Он прокричал «поздно» словно бы даже с удовлетворением, словно, не будь этого опоздания, что-то потускнело бы в добром величии героя. И казалось, мальчик не так горевал о его одинокой, печальной старости, сколько восхищался красотой его бескорыстного подвига — безвестного и не нашедшего награды.
Наташка сидела, как околдованная, замерев, открыв свой маленький рот, зажатый меж крутых щечек; она была в отца — кругленькая, беленькая...

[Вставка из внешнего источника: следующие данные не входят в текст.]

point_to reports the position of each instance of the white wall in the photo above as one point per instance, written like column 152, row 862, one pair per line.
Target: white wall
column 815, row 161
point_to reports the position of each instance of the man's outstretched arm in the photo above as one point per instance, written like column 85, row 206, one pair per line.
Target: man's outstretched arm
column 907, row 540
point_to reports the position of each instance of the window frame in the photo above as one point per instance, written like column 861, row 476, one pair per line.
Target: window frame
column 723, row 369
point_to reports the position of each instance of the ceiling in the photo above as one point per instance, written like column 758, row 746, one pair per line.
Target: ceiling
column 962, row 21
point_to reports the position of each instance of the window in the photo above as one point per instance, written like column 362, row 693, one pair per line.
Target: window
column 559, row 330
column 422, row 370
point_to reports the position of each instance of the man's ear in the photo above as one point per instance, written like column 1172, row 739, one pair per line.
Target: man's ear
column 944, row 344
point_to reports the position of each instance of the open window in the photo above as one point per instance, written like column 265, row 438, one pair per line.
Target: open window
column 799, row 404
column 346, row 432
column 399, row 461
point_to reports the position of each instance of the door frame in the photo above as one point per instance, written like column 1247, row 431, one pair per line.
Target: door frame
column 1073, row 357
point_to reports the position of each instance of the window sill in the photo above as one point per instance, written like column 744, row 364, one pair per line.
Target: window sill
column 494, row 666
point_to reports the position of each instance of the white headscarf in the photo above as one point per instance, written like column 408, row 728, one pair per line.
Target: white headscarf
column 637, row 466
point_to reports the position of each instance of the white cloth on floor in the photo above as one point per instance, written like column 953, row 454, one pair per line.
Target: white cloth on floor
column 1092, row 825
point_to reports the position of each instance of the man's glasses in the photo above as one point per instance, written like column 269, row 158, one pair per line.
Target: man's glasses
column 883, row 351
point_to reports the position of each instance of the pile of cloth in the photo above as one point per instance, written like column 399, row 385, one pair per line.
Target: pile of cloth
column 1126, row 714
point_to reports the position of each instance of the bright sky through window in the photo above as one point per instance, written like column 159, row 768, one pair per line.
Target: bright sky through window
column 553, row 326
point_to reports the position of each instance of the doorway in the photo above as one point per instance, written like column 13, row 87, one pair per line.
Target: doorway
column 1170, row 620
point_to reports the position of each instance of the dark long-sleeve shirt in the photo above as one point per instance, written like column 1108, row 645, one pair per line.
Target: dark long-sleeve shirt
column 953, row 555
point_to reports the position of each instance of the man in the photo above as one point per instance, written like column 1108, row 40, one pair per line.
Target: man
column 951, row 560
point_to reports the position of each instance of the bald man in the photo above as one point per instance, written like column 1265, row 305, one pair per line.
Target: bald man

А Антон Антонович поймал себя на мысли, что, в сущности, у него имелось все — да, все, чего только может пожелать человек. Некоторое время он осваивался с этой мыслью, и — как ни странно! — смутное беспокойство родилось в нем... Вот и на работе у него тоже был полный порядок: бригада его по достоинству называлась передовой, в ней удачно подобрались и неплохие люди, державшиеся один за другого, и отличные мастера; к концу месяца, как раз к отпуску, можно было рассчитывать на солидную премию. Замечательно получилось у него и с отпуском в этом году: Лейле наметили отпуск, как и ему, с первого июля, и они запланировали ехать всей семьей на юг, на Кавказ, к ее родителям. Словом, все у него, Антона Антоновича Коробкова, было больше чем хорошо, все было на четверку с плюсом (до пятерки не хватало только молодости — скинуть бы так годков десять — пятнадцать), во всем ему везло. А уж сын у него был на чистую пятерку — сыном своим он мог гордиться... Антон Антонович невольно подумал, что Ираклию исполнилось только тринадцать лет, столько же, кстати сказать, сколько было ему, когда с мешком черных сухарей за плечами он, в рваном домотканом армячишке, пришел на первую свою стройку, на то дикое пустынное поле. И сам он тогда был дичком: они бы просто не поняли друг друга, если бы повстречались в ту пору, он и такой паренек, как Ираклий. Откуда же у него взялось сейчас это беспокойство — не то за сына, не то за дочку, не то за себя самого?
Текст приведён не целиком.